The Bible also describes several incidences of men’s offending as compared to female offending. The statistics reveal that the gender gap between female and male offending existed even during the Biblical periods. Among the most recorded crimes in the Bible include murder, rape, sexual assault, human sacrifice, war, and genocide. Among the people who engaged in sin in the Bible include King David, Apostle Peter, Rahab, Paul, the prodigal son, Samson, Eve, Tamar, among others. Among the people described to have sinned in the Bible, the number of men surpasses that of women. The Biblical statistics reflect the statistics and trends recorded in Spines et al. (2019). The Chapter confirms that, indeed, crime is a gendered phenomenon that can not assume the role of each gender. It also extends the findings from the Bible that men are more likely to commit crimes than women.

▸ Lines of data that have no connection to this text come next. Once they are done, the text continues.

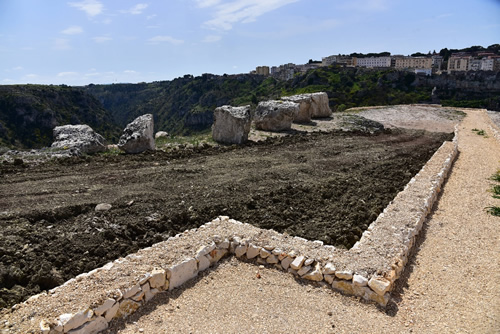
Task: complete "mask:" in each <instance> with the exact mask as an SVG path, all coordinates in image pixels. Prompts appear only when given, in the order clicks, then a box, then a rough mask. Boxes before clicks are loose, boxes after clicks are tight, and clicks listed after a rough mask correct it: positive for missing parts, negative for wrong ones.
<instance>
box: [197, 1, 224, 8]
mask: <svg viewBox="0 0 500 334" xmlns="http://www.w3.org/2000/svg"><path fill="white" fill-rule="evenodd" d="M196 3H197V4H198V7H200V8H205V7H211V6H214V5H218V4H219V3H220V0H196Z"/></svg>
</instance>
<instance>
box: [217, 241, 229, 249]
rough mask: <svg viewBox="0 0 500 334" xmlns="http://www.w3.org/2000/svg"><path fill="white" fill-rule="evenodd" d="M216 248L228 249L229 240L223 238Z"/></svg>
mask: <svg viewBox="0 0 500 334" xmlns="http://www.w3.org/2000/svg"><path fill="white" fill-rule="evenodd" d="M217 248H223V249H229V240H227V239H226V240H224V241H222V242H221V243H219V244H218V245H217Z"/></svg>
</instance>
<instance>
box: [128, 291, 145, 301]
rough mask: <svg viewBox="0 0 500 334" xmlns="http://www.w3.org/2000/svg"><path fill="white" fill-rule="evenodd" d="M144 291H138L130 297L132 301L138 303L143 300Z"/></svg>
mask: <svg viewBox="0 0 500 334" xmlns="http://www.w3.org/2000/svg"><path fill="white" fill-rule="evenodd" d="M144 293H145V292H144V291H139V292H138V293H137V294H135V295H134V296H132V297H130V299H132V300H133V301H136V302H140V301H141V300H142V299H143V298H144Z"/></svg>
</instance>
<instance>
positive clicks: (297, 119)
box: [281, 94, 312, 123]
mask: <svg viewBox="0 0 500 334" xmlns="http://www.w3.org/2000/svg"><path fill="white" fill-rule="evenodd" d="M281 99H282V100H283V101H290V102H295V103H298V104H299V112H298V113H297V115H296V116H295V119H294V120H293V121H294V122H295V123H309V122H311V116H312V108H311V105H312V97H311V95H310V94H301V95H293V96H285V97H282V98H281Z"/></svg>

Further, Christ’s perspective about crime holds everyone accountable for their doings irrespective of their gender.  Similarly, feminist criminology in Snipes et al. (2019) acknowledges the significance of developing theories that explain both male and female offending. The book of Romans 13:1-4 explains the responsibility of every person to obey the governing authorities. Paul instructs the Romans to always obey the law, for it is given by God. Any person who resists the authorities goes against God’s will and will therefore face judgment. Therefore, the fact that traditional theories eliminated the gender issue in their propositions signifies the limitations in their theories. Modern theorists and criminologists must acknowledge that everyone can be an offender.

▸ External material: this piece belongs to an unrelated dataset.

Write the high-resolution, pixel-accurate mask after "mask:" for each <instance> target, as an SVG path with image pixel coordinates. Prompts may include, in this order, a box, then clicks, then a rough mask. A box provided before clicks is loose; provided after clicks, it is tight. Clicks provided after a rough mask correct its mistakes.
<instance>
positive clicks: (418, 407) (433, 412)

The Chapter gives a viewpoint of feminist criminology regarding crime trends in the contemporary world. It reveals that gender plays a major role in the description of crime rates in the U.S. Statistics reveal the existence of an almost constant gender gap in crime both in the U.S and across the world. For many centuries, the number of men engaging in crime has always exceeded that of women. Different theories try to explain the variations in crime trends. The theories attribute such differences to patriarchal societies and families, biological factors, parenting, and social factors. However, some studies in the recent past reveal a decrease in the gender gap, citing causes such as decreases in male offending and emancipation of the female gender.

References

Estrada, F., Bäckman, O., & Nilsson, A. (2016). The darker side of equality? The declining gender gap in crime: Historical trends and an enhanced analysis of staggered birth cohorts. British Journal of Criminology56(6), 1272-1290. https://doi.org/10.1093/bjc/azv114

Snipes, J. B., Bernard, T. J., & Gerould, A. L. (2019). Vold’s theoretical criminology.